I flip through the images on my digital camera and I’m drawn into the weird geology captured there. Sandstone in particular is the most common substance to be carved into exotic moonscapes. Piddock Clams, common along the west coast, are the culprits that form those cool ‘finger holes’ and striations of clay or other softer materials that the ocean waves
pummel away at leave the flatter formations of sandstone looking like huge ruffles potato chips.
I click onto a shot of my wife leaning against an immense, slanted boulder. Smoothed by wave action into looking softer than it is, with rifts dividing it’s surface into thirds, it’s shape is defined by dark algae in the crevices. She calls this ‘a power rock’ and claims to be able to feel the vibrational energies as they well up from the earth.

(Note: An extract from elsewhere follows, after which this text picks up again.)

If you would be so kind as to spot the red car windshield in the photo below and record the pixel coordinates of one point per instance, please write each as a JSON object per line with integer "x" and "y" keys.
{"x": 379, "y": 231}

I learned a long time ago not to question her claims, however bizarre, but I did my own hands-on research there and didn’t feel much beyond a cold, sandy consistency and maybe a bit of loneliness as she walked on without me down the beach.
Still, there is no question that this is a powerful place. The disparate elements of wind, earth and water come together here to form an ongoing natural art project, complete with the joy of animal abundance and the tragedy of death by slow erosion, the beauty it creates completing the cycle.

Masses of interlaced driftwood bones bleached by salt and sun rim the transition between surf and incline cinching up the grassy-skirted cliff for miles like a tumultous wooden belt.
Gray-green rocks from palm-sized to dime-size, rounded to near perfect circles by grinding, sand-laced ocean waves, haphazardly carpet long portions of beach so that they resemble a treasure of stoney coins spilled from a giant’s pocket. A lone bald eagle, enconsced in a high, barkless spar-tree, stoically ignores the harrassment of ravens in a nearly artifically, immobile perusal of the terrain below.

Other naturally powerful places exist in other parts of the world and men have historically sought them out. Mt. Haleakala on the island of Maui is said to be the home of Madame Pele, the steppes of Upper Mongolia hold the ghosts of mongol horsemen for all eternity and the Caves of Shanidar in northern Iraq have been found to contain human remains dating from 60,000 BC.
Beyond all of this, what we find when we walk the timeless sands of ocean beaches is the interconnectedness of all things.
The feeling that any of us get when we tap into something as simple and primal as moving our bodies across very old ground, across living examples of creation, across time itself.